The best things about academic conferences and why they are good for teaching

Conferences are, in some form or other, an inevitable part of an academic career. They provide a space in which we can present and discuss our work while also learning about other research and news from colleagues. They are a privileged opportunity to travel the world and see beyond the walls of our home university. While many conferences are focused exclusively on (non-pedagogical) research – though of course there are pedagogically-focused conferences – they can also inadvertently enrich our teaching practices.

 

The following are, in my opinion, the three best things about conferences and why this makes them good for teaching.

 

(1) They can remind you of why you became interested in your subject or research field in the first place. Academic life is a blend of many things, and if you have a lot of teaching or administrative responsibilities, your research can sometimes feel like a hobby: that thing you do when you have a couple of hours free one day.

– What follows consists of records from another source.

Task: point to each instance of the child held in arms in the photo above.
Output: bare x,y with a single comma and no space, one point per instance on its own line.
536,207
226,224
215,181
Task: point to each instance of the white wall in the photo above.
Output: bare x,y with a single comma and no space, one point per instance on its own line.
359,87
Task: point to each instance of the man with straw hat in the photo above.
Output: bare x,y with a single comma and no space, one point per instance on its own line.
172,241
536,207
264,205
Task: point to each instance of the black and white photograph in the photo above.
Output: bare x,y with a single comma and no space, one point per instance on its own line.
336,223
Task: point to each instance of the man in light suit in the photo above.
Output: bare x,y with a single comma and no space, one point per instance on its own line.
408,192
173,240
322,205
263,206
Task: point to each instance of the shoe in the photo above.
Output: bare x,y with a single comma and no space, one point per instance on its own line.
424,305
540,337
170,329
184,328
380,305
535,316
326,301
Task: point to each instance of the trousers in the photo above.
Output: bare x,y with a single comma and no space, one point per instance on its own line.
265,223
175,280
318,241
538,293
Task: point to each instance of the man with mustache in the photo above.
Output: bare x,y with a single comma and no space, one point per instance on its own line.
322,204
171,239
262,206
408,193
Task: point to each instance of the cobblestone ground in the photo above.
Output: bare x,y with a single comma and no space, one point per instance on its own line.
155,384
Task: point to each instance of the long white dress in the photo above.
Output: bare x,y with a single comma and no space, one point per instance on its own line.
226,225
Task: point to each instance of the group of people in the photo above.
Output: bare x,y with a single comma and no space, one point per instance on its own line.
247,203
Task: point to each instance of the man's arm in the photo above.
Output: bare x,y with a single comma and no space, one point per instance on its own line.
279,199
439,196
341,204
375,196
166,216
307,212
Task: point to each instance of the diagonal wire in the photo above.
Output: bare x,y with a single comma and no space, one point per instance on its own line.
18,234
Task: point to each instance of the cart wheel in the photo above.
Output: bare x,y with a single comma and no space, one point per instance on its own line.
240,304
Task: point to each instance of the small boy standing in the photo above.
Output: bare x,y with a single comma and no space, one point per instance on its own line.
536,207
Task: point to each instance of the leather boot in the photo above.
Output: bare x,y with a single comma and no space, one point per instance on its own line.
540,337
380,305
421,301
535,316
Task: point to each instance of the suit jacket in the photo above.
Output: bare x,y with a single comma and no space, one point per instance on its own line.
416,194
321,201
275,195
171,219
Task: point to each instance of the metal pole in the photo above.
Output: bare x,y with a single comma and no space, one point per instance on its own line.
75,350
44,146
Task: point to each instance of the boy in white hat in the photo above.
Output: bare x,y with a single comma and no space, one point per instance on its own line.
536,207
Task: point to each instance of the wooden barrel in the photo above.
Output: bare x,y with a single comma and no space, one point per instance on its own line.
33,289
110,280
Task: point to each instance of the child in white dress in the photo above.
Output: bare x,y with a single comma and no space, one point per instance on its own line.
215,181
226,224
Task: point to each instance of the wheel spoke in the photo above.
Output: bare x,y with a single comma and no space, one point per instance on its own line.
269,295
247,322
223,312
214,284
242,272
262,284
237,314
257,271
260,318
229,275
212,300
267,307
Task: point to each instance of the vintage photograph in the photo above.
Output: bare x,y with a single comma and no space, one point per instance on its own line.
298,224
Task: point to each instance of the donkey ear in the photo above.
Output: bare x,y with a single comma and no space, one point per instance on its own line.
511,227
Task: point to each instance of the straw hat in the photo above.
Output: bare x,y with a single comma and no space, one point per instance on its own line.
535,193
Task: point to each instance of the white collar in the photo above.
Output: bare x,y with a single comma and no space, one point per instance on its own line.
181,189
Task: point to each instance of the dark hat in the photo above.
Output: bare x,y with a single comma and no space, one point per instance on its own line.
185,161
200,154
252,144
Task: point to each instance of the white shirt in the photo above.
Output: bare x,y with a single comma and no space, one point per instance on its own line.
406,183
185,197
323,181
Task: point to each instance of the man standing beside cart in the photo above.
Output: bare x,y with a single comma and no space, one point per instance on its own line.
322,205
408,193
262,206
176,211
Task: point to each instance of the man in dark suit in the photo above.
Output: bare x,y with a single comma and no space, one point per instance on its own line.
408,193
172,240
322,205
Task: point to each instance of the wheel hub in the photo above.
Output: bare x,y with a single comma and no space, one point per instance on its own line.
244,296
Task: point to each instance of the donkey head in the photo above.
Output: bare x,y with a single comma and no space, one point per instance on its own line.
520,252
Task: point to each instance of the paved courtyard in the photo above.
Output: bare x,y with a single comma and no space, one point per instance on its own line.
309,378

It is easy to lose track of what we are doing as academics, when the work seems relentless and unforgiving. Conferences are therefore an excellent way of re-sparking the excitement and joy of research. As noted in the tweet by Prof Stephen Reicher (St Andrews Uni, Scotland), we “have the privilege of being paid to find out about things that interest” us.

This rejuvenating aspect is, I think, one of the best things about conferences and it has numerous benefits for teaching. Not only does it help to bring our research interests back to the centre of our attention, this then also helps us to re-orient ourselves back to why we are here in the first place. It is this re-orientation that then enables us to stand alongside our students and to animate our interests in our subject. In short, it makes us sparky again.

 

(2) There will always be at least one presentation that will change how you think about something. It could be about the topic being discussed, or the way they present it[1], or a combination of both. At the conference I attended this summer (http://www.icca2018.org/ on Conversation Analysis), there were many inspiring presentations but there was one that I found particularly mind-blowing. It involved a presentation from within a virtual reality headset, demonstrating the possibilities of using digital worlds to analyse video that was recorded using 360° cameras. You can read more about this on a guest blog by the researchers Prof Paul McIlvenny and Dr Jacob Davidsen (Aalborg Uni, Denmark; see below) here: https://rolsi.net/2016/10/17/guest-blog-jacob-davidsen-and-paul-mcilvenny-on-experiments-with-big-video/). I hadn’t intended to see that presentation, and so it was a wonderfully serendipitous moment.

The good thing about this is that conference presentations always contain the potential to surprise us, and either challenge our assumptions or present a novel way of thinking about a topic. The impact of this on our teaching is that we might also be inspired to try something different; a new way of presenting an idea, perhaps (though take it easy with the singing: see footnote). We may learn more from those things that we least expect rather than those things we plan for. A little like the ‘hidden curriculum’ but with more spontaneity.

 

(3) They enable us to see the world from the perspective of a student. Sitting through conference presentations can be exhausting when they continue for three or more days (and it is often many hours of sitting. Anyone else keen to have standing- or a walking-presentations every now and again?). As academics and teachers, it is easy to forget what it is like to have to listen to other people instead of being the one doing the talking or having planned the learning session. In a conference, we briefly become the student again, listening to others’ presentations and trying to figure out what it is that we are being shown.

 

There is some complexity in this shift of teacher-learner role: as conference delegates we are all at different stages of our academic careers and are not a homogenous unit waiting to receive information from the speaker. We have previous knowledge and understanding that we bring to the conference, through which we accommodate and make sense of the presentations in relation to our own needs and motivations. Just like our own students. They each come to their education with different ideas, interests, capabilities and challenges. What they gain from our teaching is – as noted in point 2 above – not always what we intend it to be. We therefore not only gain a small insight into the physically and mentally demanding challenges of being a student, but also a reminder that our students are unique in their approaches to learning.

 

It is with all this in mind that I look forward to my final planned conference this year, which will indeed be a pedagogical one this time: NU (nätverk och utveckling) conference (http://nu2018.se/). Placed in the middle of a busy teaching term, it is perfect timing to add a little spark to my approach and to be reminded of what it is like on the other side.

Sally Wiggins, Didacticum, August 2018.

 

[1] Back in 2003, I saw a keynote presentation that involved a song about ‘social constructionism’, accompanied by guitar-playing and singing by the keynote speakers themselves. For many of the attendees, it was the one thing that we still remember from that conference. We didn’t necessarily learn anything more about social constructionism.